How ya going to get it down? or for that matter back up there? Now that I think a little why would you need a trailer full of dekes if your hunting water? Throw it in the back of the truck when hunting water and throw a few dozen floaters in the boat.


----------



## hardcoredecs (Apr 22, 2011)

This thought has also crossed my mind...sometimes its just nice to have a boat with because you never know when your going to have to go with "plan b". But have yet to really come up with a solution for it. Would be interested to see some ideas too.


----------



## sam thieme (Nov 24, 2009)

you can screw 2 "2x4" guides on your roof, so when you push your boat up and settle it in up there it is locked into place. Then You should mount a ring on each side, and strap it down tight.


----------



## sam thieme (Nov 24, 2009)

you can screw 2 "2x4" guides on your roof, so when you push your boat up and settle it in up there it is locked into place.

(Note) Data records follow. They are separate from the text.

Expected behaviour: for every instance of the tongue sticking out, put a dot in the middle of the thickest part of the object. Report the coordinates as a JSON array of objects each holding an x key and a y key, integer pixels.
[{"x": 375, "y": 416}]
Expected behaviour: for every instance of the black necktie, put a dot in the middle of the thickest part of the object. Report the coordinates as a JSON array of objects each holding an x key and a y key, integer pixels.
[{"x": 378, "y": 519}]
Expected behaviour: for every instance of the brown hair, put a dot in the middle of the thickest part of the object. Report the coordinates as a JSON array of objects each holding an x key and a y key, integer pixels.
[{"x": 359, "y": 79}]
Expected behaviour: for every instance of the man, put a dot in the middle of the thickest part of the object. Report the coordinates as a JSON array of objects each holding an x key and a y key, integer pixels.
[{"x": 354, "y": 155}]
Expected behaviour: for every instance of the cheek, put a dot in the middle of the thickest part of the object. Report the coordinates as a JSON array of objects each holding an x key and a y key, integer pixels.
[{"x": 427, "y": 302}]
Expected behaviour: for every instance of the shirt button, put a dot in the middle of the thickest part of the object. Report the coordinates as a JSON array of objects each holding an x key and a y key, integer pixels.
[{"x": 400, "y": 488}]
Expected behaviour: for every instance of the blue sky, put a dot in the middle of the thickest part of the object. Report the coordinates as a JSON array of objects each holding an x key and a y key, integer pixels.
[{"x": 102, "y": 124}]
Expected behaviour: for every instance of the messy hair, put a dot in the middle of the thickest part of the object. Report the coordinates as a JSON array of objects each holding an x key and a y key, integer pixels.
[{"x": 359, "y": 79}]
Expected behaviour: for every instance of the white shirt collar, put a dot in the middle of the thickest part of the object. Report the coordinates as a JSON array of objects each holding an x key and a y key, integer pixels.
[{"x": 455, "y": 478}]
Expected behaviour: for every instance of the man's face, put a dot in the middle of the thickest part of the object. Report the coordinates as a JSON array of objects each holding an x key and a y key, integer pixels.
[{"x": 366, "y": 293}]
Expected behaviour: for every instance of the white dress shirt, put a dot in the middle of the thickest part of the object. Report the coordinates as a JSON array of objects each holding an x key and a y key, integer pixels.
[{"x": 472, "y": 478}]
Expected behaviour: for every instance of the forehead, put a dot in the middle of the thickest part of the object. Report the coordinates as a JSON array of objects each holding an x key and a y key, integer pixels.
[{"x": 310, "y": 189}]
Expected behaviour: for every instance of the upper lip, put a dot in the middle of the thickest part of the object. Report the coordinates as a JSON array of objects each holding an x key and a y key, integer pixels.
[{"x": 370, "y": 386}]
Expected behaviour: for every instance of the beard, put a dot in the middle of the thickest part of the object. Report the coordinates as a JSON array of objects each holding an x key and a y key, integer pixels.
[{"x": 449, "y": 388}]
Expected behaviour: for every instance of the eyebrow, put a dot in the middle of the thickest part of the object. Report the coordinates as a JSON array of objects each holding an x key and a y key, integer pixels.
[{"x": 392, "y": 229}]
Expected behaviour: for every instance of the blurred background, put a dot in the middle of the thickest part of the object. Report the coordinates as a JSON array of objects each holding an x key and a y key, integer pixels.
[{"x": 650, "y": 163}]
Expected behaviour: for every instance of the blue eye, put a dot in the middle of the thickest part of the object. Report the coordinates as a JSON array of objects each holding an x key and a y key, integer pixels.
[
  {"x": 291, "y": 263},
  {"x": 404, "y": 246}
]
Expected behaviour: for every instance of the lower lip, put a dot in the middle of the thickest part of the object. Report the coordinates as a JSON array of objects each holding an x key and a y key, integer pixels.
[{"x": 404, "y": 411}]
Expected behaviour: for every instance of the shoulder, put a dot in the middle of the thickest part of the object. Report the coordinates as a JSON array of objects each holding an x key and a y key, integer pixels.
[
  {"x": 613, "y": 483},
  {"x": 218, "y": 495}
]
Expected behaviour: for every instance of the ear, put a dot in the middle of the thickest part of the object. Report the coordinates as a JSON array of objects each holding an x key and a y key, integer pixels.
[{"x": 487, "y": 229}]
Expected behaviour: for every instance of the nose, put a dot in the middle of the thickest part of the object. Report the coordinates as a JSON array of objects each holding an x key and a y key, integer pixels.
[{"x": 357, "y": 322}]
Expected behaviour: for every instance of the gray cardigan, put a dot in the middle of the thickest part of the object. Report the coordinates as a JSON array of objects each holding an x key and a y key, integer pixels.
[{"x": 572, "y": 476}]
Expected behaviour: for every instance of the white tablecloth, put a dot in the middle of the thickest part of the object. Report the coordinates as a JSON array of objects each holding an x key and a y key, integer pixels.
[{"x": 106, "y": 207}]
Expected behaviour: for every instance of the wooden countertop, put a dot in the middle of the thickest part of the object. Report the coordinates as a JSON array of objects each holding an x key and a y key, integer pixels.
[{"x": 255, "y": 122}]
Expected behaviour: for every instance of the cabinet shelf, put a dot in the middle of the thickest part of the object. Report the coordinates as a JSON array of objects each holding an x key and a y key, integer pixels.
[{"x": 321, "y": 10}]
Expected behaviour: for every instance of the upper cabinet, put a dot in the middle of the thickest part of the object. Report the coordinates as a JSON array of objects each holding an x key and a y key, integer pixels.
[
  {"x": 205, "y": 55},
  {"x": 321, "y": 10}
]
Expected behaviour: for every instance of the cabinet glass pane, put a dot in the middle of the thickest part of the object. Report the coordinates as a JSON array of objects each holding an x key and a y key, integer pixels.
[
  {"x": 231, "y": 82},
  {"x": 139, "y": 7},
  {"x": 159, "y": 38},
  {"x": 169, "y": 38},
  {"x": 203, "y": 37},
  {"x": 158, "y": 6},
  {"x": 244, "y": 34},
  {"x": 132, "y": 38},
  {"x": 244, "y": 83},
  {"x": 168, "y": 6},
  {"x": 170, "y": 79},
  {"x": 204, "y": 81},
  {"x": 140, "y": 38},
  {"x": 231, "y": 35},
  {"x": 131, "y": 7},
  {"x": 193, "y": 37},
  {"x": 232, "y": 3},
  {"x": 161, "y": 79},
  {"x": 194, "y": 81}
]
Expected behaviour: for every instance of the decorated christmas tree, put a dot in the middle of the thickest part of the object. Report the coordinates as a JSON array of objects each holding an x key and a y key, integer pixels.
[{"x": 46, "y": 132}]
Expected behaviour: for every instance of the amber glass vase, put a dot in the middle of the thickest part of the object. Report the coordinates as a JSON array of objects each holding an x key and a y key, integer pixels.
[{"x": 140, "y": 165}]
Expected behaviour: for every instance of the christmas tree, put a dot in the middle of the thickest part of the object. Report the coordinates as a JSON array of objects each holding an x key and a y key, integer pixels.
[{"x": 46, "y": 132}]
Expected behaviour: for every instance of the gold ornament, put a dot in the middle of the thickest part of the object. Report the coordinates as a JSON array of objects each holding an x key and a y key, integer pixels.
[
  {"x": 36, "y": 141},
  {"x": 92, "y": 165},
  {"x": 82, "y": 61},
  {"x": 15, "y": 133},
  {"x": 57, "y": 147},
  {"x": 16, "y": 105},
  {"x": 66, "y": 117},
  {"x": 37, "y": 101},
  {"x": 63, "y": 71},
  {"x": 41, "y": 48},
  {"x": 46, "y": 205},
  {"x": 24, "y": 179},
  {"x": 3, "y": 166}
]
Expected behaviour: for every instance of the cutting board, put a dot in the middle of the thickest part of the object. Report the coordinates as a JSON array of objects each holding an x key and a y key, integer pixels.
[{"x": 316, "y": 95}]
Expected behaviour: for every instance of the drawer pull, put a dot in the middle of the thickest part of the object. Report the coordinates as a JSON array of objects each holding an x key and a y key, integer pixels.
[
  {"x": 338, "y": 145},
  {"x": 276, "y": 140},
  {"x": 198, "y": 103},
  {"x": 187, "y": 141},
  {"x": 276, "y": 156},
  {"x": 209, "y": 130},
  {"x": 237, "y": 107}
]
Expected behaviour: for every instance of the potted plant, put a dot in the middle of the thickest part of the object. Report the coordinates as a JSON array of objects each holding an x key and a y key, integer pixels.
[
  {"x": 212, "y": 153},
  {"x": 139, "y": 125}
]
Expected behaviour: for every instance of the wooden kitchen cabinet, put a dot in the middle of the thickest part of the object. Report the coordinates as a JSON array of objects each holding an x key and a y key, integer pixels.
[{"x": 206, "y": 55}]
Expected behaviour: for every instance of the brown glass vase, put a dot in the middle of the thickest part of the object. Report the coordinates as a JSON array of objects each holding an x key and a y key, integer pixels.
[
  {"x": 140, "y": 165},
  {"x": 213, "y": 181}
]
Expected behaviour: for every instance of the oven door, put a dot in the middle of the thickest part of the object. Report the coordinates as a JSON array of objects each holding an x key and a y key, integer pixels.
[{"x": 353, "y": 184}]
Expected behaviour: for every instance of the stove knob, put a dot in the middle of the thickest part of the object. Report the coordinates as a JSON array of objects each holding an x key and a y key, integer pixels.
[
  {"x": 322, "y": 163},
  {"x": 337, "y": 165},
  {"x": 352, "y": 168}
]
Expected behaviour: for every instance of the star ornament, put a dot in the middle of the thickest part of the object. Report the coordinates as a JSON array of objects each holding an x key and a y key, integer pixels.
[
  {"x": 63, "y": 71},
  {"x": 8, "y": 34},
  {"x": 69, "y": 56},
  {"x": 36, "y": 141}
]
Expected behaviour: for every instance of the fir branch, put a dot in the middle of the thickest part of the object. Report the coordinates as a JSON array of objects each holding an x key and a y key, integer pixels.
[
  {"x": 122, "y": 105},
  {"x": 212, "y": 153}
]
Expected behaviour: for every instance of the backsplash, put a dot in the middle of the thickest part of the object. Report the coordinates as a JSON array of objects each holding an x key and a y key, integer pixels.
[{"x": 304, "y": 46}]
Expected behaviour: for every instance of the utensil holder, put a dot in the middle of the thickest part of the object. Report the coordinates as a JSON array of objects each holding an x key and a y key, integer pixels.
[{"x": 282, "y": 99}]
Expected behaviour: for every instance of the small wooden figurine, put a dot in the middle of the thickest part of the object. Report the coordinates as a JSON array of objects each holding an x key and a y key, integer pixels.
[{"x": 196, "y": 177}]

Then You should mount a ring on each side, and strap it down tight.


----------



## dakotashooter2 (Oct 31, 2003)

Another option is to pick up some of the foam bumpers for cartoping canoes. toss over A pair of long rachet straps which can be hooked on the frame and you should be good to go.


----------



## tony00165 (May 3, 2011)

i thought about putting a boat on top also for a plan b on far trips. was thinking about just buying the aluminum ladder racks. yeah they cost more but they would look decent. but the question is how are we gona get it up there


----------



## dakotashooter2 (Oct 31, 2003)

tony00165 said:


> i thought about putting a boat on top also for a plan b on far trips. was thinking about just buying the aluminum ladder racks. yeah they cost more but they would look decent. but the question is how are we gona get it up there


Easy....... stand the boat on end at the end of the trailer..drop the bow on the end of the trailer top..... lift up the transom and push it forward (boat inverted). Once you figure out the best way it goes pretty smooth. I've done 12' and 14' boats myself. Something bigger might require 2 guys.


----------



## Scraper (Apr 1, 2002)

I've got the same situation. Any idea if the roof can handle the weight? Seems like it should.


----------



## Springer (Dec 21, 2004)

Here is a picture of one for you.


----------



## dmosely (Oct 26, 2011)

buy a boat when you get to Alberta. Hunt the week and then return it. Spam sandwiches for everyone!


----------